Modulation of Urokinase-type and Tissue-type Plasminogen Activator Occurs at an Early Stage of Progessing Stages of Chronic Venous Insufficiency: Investigative Report
Manfred Peschen, Alan A. Rogers, W. J. John Chen, Wolfgang Vanscheidt
Chronic venous insufficiency (CVI) progresses through a series of clinical stages, from healthy skin to poorly healing leg ulcers. The aim of this study was to analyse the distribution pattern and activity level of urokinase-type (uPA) and tissue-type plasminogen activators (tPA) in normal skin and in tissue biopsies of progressing stages of CVI, prior to and including venous ulceration. Biopsies 6 mm thick were taken from 14 healthy volunteers and 37 patients with 5 different stages of CVI: telangiectases; stasis dermatitis; hyperpigmentation; lipodermatosclerosis; and leg ulcer.
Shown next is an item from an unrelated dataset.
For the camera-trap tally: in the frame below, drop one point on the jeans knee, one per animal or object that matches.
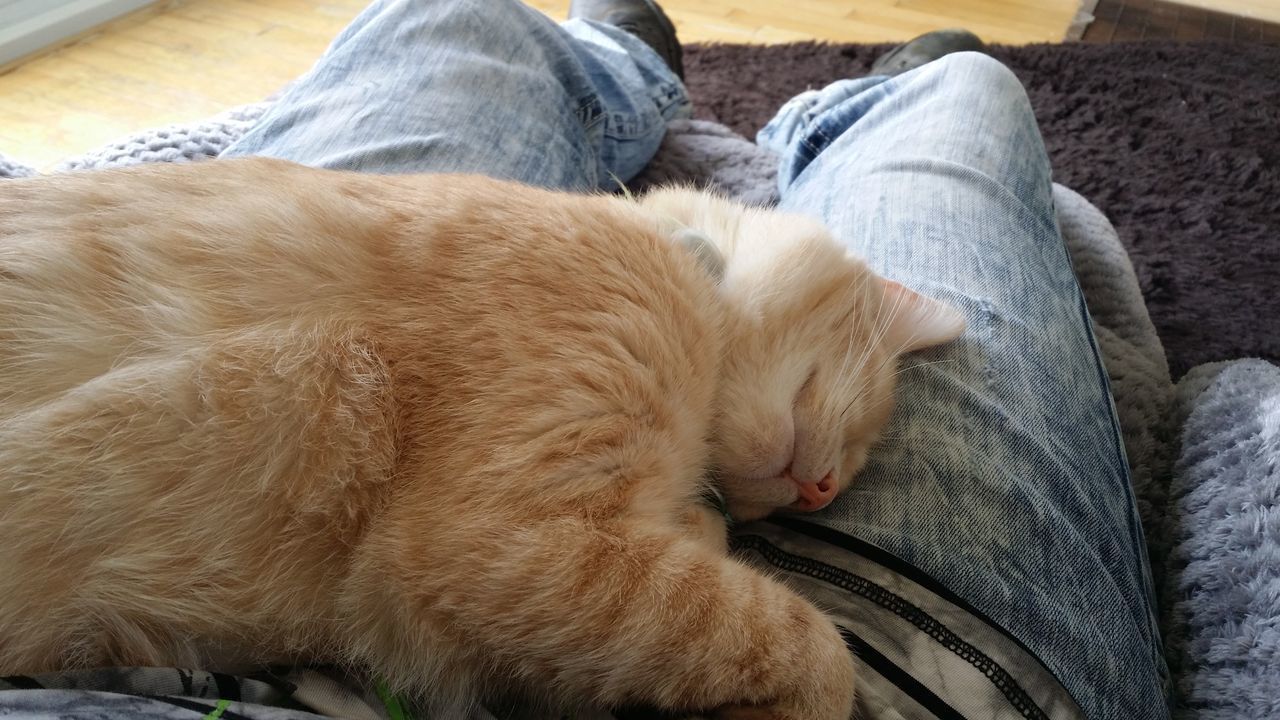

Changes in the enzymatic activity and spatial localization of uPA and tPA during the progression of CVI were examined using in situ histological zymography. Normal skin and skin with telangiectases showed a punctate PA activity, consisting of both uPA and tPA activity. As CVI progressed, an increase in the distribution of uPA and a decrease in tPA activity was observed. The spatial localization of uPA was widespread within the dermis of biopsies from stasis dermatitis and lipodermatosclerosis and was associated in particular with the dermoepidermal junction. Hyperpigmented skin revealed a pattern of PA expression similar to that of healthy skin. However, leg ulcer specimens exhibited peak levels of uPA with little tPA. Furthermore, a plasminogen-independent protease activity that was not present in any of the earlier stages of CVI appeared. Our results indicate that there are profound changes in PA activity during the progression of CVI and that these changes begin early in CVI, for example, in stasis dermatitis. We hypothesize that the balance or imbalance of the PA activity in the later stages of CVI is an important pathogenic factor for the development of venous leg ulcer.